[HOUSE AND HOLMES] Lighting Up The New Year
This New Year I made a resolution that I would be a lot smarter with my home renovations and less dependent on my super contractor genius friend, Dave. My new mandate got a quick test as I spent time with my mom who lives in Ohio.
She actually lives, eats, and breathes Ohio. She insists the word “Ohio” comes from an Indian word meaning: “The most beautiful place in the world.” I remember that I learned in 4th grade that “Ohio” was the Iroquoian word for the “big creek” that separated the state from Kentucky, but I quickly realized that you don’t argue with Mom, especially after she’s had painful knee surgery.
She lives in a housing development where the homeowners association mows the grass, rakes the leaves, and plows the streets when it snows. Unfortunately, they don’t do anything inside the house. When I arrived, Mom proudly boasted that she recently had “the web installed.” I showed her how to magically connect a smartphone to Wi-Fi; she was impressed that after all my years in Hollywood I finally learned something useful.
I was honored when she asked me, and not my mechanical engineer, I-can-fix-anything, brother-in-law Jay, to tackle a special challenge in her garage.

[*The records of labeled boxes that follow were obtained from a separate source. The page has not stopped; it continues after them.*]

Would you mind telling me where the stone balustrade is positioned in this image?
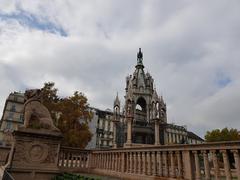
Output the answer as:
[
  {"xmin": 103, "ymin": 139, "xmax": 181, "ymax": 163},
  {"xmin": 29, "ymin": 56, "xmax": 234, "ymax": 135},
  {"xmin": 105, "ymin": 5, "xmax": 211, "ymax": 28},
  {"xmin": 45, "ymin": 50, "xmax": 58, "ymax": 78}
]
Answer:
[
  {"xmin": 58, "ymin": 147, "xmax": 90, "ymax": 170},
  {"xmin": 59, "ymin": 142, "xmax": 240, "ymax": 180}
]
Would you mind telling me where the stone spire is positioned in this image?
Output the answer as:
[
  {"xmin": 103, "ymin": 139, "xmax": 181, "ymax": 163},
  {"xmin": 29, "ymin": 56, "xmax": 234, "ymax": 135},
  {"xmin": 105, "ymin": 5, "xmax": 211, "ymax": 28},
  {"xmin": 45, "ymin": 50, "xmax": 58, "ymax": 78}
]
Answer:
[
  {"xmin": 136, "ymin": 48, "xmax": 144, "ymax": 69},
  {"xmin": 113, "ymin": 93, "xmax": 120, "ymax": 108}
]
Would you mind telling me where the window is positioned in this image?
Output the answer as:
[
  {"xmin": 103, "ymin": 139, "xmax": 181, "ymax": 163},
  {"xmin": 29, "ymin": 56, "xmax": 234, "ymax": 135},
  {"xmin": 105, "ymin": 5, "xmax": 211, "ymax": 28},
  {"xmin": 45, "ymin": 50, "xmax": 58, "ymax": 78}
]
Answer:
[
  {"xmin": 6, "ymin": 122, "xmax": 12, "ymax": 130},
  {"xmin": 10, "ymin": 104, "xmax": 16, "ymax": 112},
  {"xmin": 8, "ymin": 112, "xmax": 14, "ymax": 121},
  {"xmin": 13, "ymin": 96, "xmax": 18, "ymax": 101},
  {"xmin": 19, "ymin": 114, "xmax": 24, "ymax": 122}
]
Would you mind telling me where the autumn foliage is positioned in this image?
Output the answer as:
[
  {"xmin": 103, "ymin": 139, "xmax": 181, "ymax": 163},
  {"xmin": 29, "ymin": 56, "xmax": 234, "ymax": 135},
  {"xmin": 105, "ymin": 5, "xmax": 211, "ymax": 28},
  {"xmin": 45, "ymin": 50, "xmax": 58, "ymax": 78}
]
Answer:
[
  {"xmin": 205, "ymin": 128, "xmax": 240, "ymax": 142},
  {"xmin": 42, "ymin": 82, "xmax": 92, "ymax": 148}
]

She pointed to two overhead sockets with burned out light bulbs. Could I replace the bulbs? “Of course,” I crowed.
I immediately wondered how I’d reach the 14-foot-tall ceiling to change the glass orbs. One bulb was mounted to the chain-drive electric garage door opener and the other to the ceiling. Maybe I could stack several storage boxes and use them as a plastic ramp? Or I could situate the firewood like Lincoln logs and climb a log mountain? Or maybe I’d just use my Hollywood superpowers and shoot webs from my wrists to swing up there like Spidey.
So I did what I always do in pressure situations: I broke down and phoned my ace contractor friend Dave. I reached him as he was helping his super-model girlfriend pick out the perfect Lhasa Apso.
I whispered into the phone and quietly asked for his help. He laughed and responded, “Everybody in that development has the same house so they all have the same problem replacing lights. Ask her neighbor if you can borrow a folding ladder.” I snuck next door to my Mom’s neighbor, Frank, borrowed his ladder, and successfully replaced the lights. Which once again goes to prove, “If I can’t figure it out—and I know that I can’t—my friend Dave can.”